McCallum, Bellare and Pereira (2005) A Conditional Random Field for Discriminatively-trained Finite-state String Edit Distance

April 27, 2010

Following up on my previous post on alignment with CRFs, I’ve found a related paper that I’d like to review here. I’ve spent the last 20 years following Fernando around the intellectual landscape, from logic programming and grammatical formalisms to statistics and biology. (So it’s perhaps not surprising that we’re both speaking next week at the Edinburgh HCRC and Cog Sci Reunion.)

I have to admit I’d read this paper in the dim and distant past (OK, it’s from 2005), so something might’ve stuck in my head. But once you grok CRFs, building new models is easy, because as I said last time, CRFs are really good at normalizing sequential labeling or classification problems.

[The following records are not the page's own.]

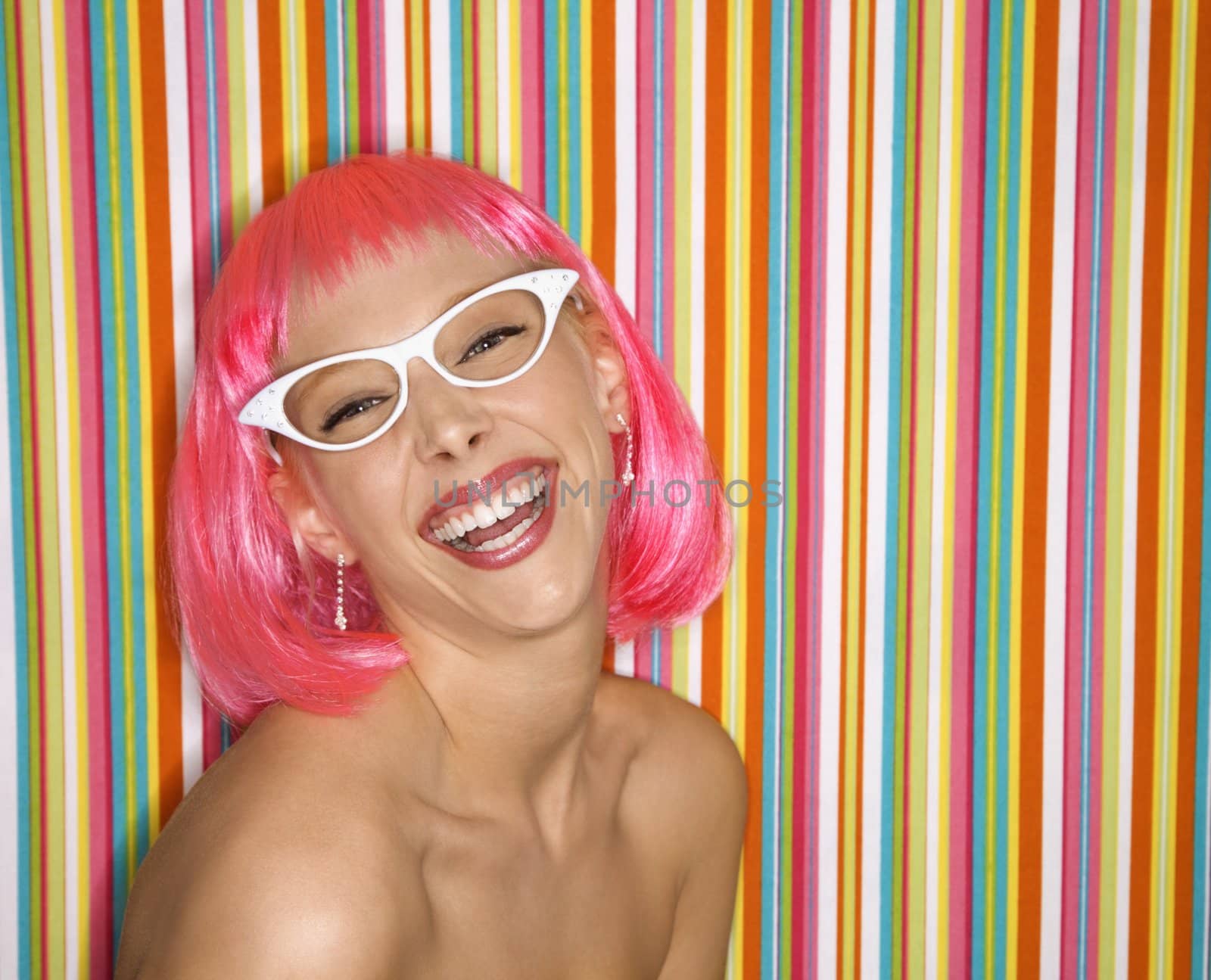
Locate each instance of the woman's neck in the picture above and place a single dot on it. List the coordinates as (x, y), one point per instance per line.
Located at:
(500, 733)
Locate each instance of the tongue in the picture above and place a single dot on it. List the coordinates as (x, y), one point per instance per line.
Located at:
(478, 536)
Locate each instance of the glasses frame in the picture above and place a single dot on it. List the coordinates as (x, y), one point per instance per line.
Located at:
(266, 409)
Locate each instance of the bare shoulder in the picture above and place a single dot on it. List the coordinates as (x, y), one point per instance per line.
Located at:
(272, 865)
(690, 788)
(687, 764)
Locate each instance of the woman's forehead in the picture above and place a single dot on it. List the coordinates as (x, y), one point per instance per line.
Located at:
(383, 303)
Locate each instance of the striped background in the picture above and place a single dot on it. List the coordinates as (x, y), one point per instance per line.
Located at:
(939, 266)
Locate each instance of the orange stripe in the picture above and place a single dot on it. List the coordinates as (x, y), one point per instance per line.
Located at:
(163, 394)
(1035, 518)
(1147, 521)
(863, 504)
(1196, 388)
(429, 82)
(601, 248)
(714, 300)
(758, 328)
(272, 148)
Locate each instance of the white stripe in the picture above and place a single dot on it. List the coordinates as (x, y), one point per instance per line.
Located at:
(624, 658)
(504, 92)
(876, 503)
(935, 776)
(67, 532)
(837, 222)
(181, 235)
(1168, 552)
(1067, 80)
(10, 816)
(395, 70)
(698, 209)
(440, 76)
(252, 108)
(1130, 491)
(625, 176)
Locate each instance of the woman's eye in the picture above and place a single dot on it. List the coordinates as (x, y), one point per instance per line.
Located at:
(497, 334)
(349, 409)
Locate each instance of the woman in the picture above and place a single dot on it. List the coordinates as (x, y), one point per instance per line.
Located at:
(394, 579)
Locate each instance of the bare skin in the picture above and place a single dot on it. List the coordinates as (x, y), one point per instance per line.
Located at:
(500, 808)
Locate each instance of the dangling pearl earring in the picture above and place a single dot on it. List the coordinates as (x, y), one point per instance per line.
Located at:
(630, 452)
(341, 591)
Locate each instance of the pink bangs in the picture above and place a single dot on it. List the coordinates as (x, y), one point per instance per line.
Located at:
(256, 607)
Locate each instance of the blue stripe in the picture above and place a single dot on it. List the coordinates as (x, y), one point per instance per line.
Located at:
(892, 528)
(17, 488)
(333, 24)
(1200, 927)
(137, 639)
(1005, 530)
(575, 210)
(458, 119)
(658, 227)
(551, 109)
(775, 532)
(1087, 599)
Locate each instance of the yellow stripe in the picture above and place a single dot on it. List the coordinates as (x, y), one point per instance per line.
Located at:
(515, 95)
(853, 584)
(238, 125)
(1019, 504)
(42, 434)
(151, 588)
(952, 370)
(1181, 338)
(733, 291)
(73, 415)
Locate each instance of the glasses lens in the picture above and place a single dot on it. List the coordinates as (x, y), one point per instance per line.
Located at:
(493, 337)
(343, 403)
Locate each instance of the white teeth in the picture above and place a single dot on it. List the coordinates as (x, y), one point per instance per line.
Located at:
(484, 515)
(504, 540)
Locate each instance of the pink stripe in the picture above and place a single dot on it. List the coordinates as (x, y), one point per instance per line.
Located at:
(646, 219)
(42, 941)
(1102, 409)
(967, 461)
(532, 103)
(1078, 449)
(669, 206)
(100, 885)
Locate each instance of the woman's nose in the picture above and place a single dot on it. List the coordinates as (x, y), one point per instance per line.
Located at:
(447, 418)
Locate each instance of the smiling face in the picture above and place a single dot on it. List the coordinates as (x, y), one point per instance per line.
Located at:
(375, 503)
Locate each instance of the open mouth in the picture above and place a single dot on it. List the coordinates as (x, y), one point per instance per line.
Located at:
(502, 520)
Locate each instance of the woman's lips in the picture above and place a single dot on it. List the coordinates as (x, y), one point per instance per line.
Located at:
(512, 554)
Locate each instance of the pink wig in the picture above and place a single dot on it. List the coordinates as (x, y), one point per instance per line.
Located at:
(254, 613)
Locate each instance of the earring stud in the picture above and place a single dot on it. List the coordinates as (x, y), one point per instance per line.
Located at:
(630, 452)
(341, 591)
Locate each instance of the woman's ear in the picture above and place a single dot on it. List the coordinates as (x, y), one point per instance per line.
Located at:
(306, 518)
(612, 390)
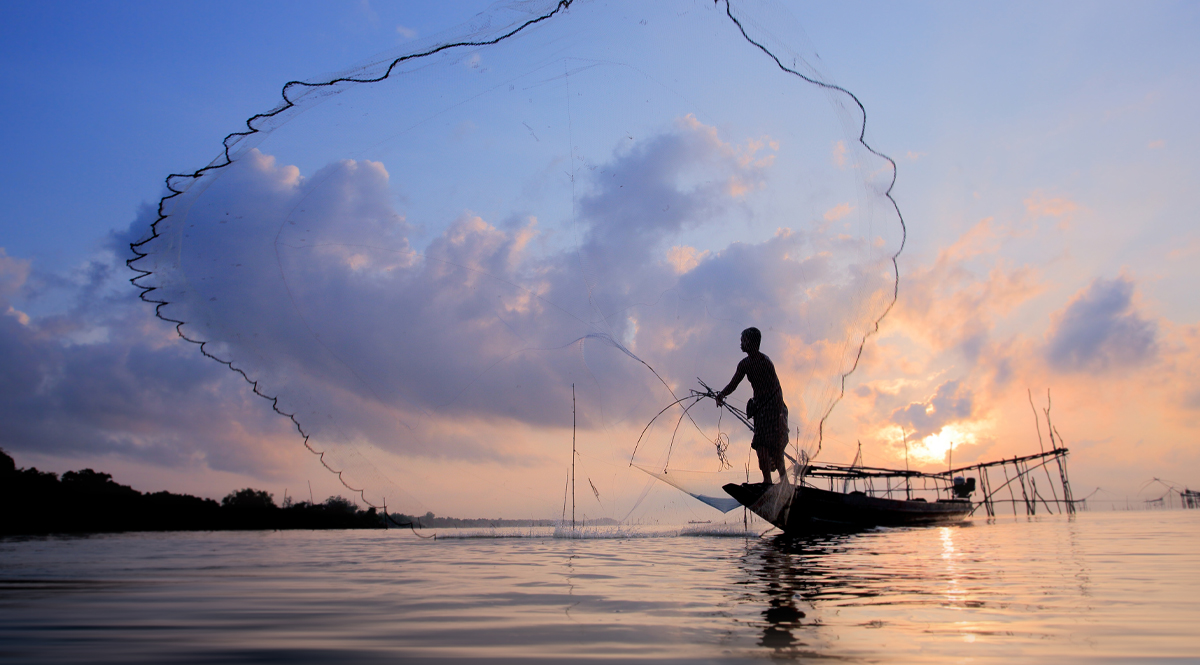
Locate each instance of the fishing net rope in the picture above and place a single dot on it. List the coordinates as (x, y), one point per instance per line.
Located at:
(415, 259)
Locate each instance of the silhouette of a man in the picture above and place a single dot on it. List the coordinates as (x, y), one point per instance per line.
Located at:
(767, 408)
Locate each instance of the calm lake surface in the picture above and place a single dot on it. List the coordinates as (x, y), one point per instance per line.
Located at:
(1117, 587)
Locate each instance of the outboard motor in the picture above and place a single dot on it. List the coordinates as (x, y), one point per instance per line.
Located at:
(963, 487)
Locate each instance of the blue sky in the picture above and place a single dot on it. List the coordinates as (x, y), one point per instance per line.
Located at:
(1045, 169)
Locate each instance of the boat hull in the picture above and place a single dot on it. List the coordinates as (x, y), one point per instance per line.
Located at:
(810, 509)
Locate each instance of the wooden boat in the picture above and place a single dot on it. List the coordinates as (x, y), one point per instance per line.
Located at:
(811, 509)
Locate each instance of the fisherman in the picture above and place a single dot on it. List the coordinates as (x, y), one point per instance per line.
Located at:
(766, 408)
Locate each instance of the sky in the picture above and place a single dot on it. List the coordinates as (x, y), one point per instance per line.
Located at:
(1042, 169)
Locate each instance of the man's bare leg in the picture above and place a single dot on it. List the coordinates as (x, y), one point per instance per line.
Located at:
(780, 465)
(765, 466)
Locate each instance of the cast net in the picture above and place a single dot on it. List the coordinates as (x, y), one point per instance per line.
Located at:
(418, 258)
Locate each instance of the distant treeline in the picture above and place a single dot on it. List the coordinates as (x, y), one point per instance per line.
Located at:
(34, 502)
(430, 521)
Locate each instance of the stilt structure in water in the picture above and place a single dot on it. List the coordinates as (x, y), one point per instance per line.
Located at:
(820, 496)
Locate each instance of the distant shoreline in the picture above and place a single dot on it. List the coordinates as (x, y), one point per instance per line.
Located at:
(40, 503)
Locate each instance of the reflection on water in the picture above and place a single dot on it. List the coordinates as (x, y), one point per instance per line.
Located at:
(1117, 586)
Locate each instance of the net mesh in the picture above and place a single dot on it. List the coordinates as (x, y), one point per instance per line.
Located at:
(418, 258)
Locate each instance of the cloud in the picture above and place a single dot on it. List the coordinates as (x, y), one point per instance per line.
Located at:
(952, 402)
(838, 211)
(839, 154)
(1101, 329)
(103, 378)
(463, 346)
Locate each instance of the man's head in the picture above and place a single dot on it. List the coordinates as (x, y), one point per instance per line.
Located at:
(750, 340)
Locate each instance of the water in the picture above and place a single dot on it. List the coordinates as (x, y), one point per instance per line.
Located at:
(1120, 587)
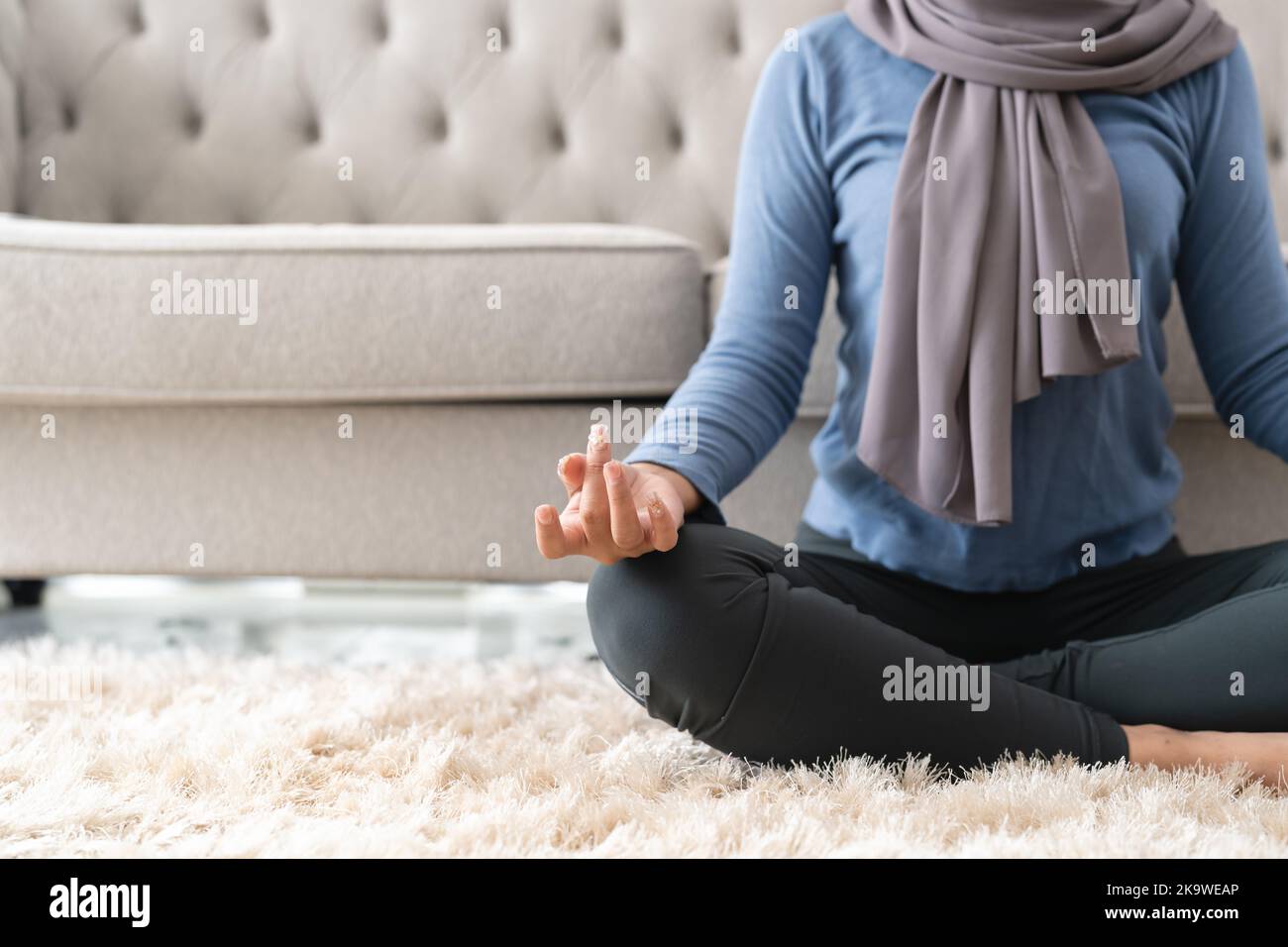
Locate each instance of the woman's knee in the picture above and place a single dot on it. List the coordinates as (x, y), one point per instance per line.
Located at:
(678, 629)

McCallum et al. applied their model to matching restaurant names and addresses and also to matching bibliographic citations. In contrast, I was interested in matching short reads against reference genomes (for DNA sequencing) or gene models (for mRNA sequencing).

What’s Being Modeled?

McCallum et al.’s goal was to model the probability that two strings match. This reduces the problem to a binary classification problem.

In contrast, what I was modeling in the last post is the probability of a query/read sequence being generated from a reference sequence. The reads are more like the tags generated in a tagging CRF. The alignment is a local alignment of the read to the reference.

We both approached the problem by first defining a notion of an alignment sequence and its relation to the strings. They modeled the probability of a global alignment given both strings, whereas I modeled the probability of a read locally aligned to a reference sequence.

The difference is in normalization terms, both of which are easy to calculate via dynamic programming.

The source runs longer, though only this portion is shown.